Risk-Adjusted Performance

0 of 100

 
Weak
 
Strong
Very Weak
Over the last 90 days Polytec Holding AG has generated negative risk-adjusted returns adding no value to investors with long positions. Despite latest inconsistent performance, the Stock's basic indicators remain strong and the recent confusion on Wall Street may also be a sign of long-lasting gains for the firm traders.
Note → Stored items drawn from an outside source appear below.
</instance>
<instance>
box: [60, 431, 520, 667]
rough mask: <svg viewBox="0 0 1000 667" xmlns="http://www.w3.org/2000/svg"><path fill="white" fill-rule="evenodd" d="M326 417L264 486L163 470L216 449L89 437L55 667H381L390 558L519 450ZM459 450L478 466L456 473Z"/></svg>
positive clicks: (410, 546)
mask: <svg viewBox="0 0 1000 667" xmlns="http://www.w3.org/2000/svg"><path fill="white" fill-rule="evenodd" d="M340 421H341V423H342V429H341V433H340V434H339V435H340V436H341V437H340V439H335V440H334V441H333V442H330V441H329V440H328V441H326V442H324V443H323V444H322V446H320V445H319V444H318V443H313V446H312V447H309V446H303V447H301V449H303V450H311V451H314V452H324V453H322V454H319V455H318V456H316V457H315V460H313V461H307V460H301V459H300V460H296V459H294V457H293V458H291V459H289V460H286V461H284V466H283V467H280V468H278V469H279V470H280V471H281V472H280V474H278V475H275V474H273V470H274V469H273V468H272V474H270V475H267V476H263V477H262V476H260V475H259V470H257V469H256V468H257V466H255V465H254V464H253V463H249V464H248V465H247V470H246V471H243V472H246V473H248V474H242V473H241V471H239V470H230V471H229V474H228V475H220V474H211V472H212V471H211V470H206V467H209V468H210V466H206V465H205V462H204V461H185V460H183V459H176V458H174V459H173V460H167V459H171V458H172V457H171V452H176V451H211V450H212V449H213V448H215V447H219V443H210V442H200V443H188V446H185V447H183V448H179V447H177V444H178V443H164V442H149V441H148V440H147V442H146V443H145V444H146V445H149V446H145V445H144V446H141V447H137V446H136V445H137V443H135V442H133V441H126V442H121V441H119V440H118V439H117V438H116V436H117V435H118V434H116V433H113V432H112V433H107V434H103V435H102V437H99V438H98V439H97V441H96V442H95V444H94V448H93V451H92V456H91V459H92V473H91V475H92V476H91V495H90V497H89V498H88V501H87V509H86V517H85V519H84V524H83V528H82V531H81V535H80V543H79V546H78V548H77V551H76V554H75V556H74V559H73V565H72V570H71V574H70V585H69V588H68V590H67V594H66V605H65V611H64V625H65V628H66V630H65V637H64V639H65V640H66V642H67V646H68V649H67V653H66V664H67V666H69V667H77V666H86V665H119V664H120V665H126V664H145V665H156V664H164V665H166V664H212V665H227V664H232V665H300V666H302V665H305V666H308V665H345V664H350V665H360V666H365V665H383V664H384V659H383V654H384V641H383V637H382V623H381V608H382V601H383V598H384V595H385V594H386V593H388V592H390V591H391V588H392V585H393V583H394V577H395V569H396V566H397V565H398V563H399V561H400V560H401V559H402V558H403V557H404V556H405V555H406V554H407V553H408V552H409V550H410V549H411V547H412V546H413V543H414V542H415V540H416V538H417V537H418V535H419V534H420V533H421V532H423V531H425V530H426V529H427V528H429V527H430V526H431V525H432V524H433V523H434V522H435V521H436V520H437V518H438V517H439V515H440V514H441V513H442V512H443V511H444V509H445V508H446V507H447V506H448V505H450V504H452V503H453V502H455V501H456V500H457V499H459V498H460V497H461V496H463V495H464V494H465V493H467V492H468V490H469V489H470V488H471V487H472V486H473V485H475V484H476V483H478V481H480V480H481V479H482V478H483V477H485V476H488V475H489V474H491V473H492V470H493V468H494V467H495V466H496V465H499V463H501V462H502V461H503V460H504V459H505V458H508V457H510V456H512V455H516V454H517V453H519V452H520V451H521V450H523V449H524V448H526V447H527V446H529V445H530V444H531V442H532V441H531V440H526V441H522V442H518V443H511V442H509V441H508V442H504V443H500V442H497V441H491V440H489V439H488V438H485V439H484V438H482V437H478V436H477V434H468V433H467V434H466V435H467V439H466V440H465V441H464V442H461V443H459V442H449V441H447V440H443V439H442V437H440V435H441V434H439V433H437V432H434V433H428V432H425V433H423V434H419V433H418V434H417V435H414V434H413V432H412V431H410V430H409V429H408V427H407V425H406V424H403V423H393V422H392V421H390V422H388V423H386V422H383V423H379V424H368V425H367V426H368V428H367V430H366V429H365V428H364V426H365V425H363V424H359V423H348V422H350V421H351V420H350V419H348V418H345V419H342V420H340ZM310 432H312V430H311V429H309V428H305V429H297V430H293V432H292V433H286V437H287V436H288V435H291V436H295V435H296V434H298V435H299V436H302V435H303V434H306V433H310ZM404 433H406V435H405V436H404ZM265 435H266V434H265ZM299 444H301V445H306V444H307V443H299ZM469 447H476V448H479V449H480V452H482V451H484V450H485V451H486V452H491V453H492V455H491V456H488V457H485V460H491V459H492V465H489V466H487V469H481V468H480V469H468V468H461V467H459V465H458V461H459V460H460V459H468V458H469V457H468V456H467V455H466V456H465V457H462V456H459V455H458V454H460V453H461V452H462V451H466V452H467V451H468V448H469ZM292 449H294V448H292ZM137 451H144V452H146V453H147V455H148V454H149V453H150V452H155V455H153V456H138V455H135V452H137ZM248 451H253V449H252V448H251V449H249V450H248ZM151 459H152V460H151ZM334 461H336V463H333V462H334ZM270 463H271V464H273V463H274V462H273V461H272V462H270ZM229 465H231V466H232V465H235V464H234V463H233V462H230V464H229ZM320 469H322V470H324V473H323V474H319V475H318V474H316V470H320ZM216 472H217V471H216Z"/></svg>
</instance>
UNIQA Insurance and Polytec Holding Volatility Contrast

   Predicted Return Density   
       Returns  

Pair Trading with UNIQA Insurance and Polytec Holding

The main advantage of trading using opposite UNIQA Insurance and Polytec Holding positions is that it hedges away some unsystematic risk. Because of two separate transactions, even if UNIQA Insurance position performs unexpectedly, Polytec Holding can make up some of the losses. Pair trading also minimizes risk from directional movements in the market. For example, if an entire industry or sector drops because of unexpected headlines, the short position in Polytec Holding will offset losses from the drop in Polytec Holding's long position.
The idea behind UNIQA Insurance Group and Polytec Holding AG pairs trading is to make the combined position market-neutral, meaning the overall market's direction will not affect its win or loss (or potential downside or upside). This can be achieved by designing a pairs trade with two highly correlated stocks or equities that operate in a similar space or sector, making it possible to obtain profits through simple and relatively low-risk investment.
Check out your portfolio center.
Note that this page's information should be used as a complementary analysis to find the right mix of equity instruments to add to your existing portfolios or create a brand new portfolio. You can also try the Commodity Channel module to use Commodity Channel Index to analyze current equity momentum.